Well, nice hearing from you again, later on
 

*mistress*

Member
Veteran
Hey Delta
GREAT Info as always. I went around to a few home depots to look for turface and no one had it. I get my perlite from a local nursrey. i been buying a shitload of 4 CF bags and she ran out, i need perlite and i have to wait till wednesday. so tried looking for turface. oh well wed im getting 2 bags. i cant wait till she asks what im doing with the50 or 60 CF ive bought so far. anyway shit sorry im on Permafrost and it makes me ramble.
Got a Q for ya. I had some plants in 2L for about a month, then went to 5g buckets. veg in the buckets another month. then flowered they are looking good. How long did you veg your trees once they hit the "5 Gal" pot? thanks man
pumice works well as a perlite substitute, or to replace perlite altogether. just bigger rocks; no sludge of hydroton or lava rocks...

drill many holes into 5 gal bucket.
veg until roots profusely grow out of bottom of 5 gal bucket.
or, until plant is 3 cubic feet, mass.
stem should be between nickel & quarter thickness...

if run 20/4-24/0, should take between 2-8 wks... depending on cultivar.

enjoy your garden!
 

bostrom155

Active member
Hey Delta,
I see that Wormway has free shipping till tonight. this will save me alot of money, so im ordering 2 big bags of perlite and a 40L bag of coco.
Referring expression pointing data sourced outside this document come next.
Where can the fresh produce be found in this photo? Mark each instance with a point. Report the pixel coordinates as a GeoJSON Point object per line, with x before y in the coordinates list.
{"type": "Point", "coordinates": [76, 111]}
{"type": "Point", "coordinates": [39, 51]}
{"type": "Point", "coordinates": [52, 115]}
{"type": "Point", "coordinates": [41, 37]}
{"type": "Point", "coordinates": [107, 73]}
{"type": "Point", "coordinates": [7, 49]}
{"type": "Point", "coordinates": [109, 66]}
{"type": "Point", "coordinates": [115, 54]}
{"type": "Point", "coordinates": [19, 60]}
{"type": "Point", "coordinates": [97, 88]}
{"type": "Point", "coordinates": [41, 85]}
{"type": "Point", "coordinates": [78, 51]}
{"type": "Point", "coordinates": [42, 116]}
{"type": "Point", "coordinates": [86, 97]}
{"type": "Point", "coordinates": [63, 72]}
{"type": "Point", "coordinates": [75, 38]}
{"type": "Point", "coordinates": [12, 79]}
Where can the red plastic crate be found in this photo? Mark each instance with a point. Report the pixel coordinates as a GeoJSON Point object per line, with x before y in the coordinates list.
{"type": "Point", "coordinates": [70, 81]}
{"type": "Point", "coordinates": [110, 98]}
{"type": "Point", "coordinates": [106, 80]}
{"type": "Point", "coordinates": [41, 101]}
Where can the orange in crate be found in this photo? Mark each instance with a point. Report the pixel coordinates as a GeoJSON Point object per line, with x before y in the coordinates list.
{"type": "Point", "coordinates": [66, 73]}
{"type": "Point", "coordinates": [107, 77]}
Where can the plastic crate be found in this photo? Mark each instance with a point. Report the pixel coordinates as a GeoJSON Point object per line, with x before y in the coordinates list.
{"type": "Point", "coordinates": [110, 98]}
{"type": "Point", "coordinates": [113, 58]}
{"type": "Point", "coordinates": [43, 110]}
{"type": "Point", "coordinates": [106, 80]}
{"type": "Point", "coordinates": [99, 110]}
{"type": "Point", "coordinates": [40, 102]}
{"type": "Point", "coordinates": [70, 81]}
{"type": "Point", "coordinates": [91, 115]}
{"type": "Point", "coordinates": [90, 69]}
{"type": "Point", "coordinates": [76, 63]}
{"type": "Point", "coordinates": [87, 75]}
Their is a JohnDeere store in town that might have turface, thank you for the link. Ill check that out monday.
I was worried about rootbound pots with the month of veg in the 5G buckets, but i quess im good then.
Thanks again Delta
 

bostrom155

Active member
Thank you Mistress, I'll check the pumice out. One of these days i'll figure out a final medium. I have soiless, hemps w/ perlite and now some coco plants. I have a 4x8 flower room now, expanding to another 3x4 in a week.
 

bostrom155

Active member
Couple of shots of the plant in question. This is permafrost 8 week veg, went into flower bout 2 weeks ago
IMG_0532.jpg IMG_0531.jpg IMG_0530.jpg
 

bostrom155

Active member
Its called Permafrost, it was a clone from my buddy's brother grow in oregon. Yield is ok, not the biggest, but decent. Its probably some of the best smoke i ever had. it has a cool minty menthol taste. Very thought provoking and social, but your fucked up. I hear its a cross of trainwreck and ice princess.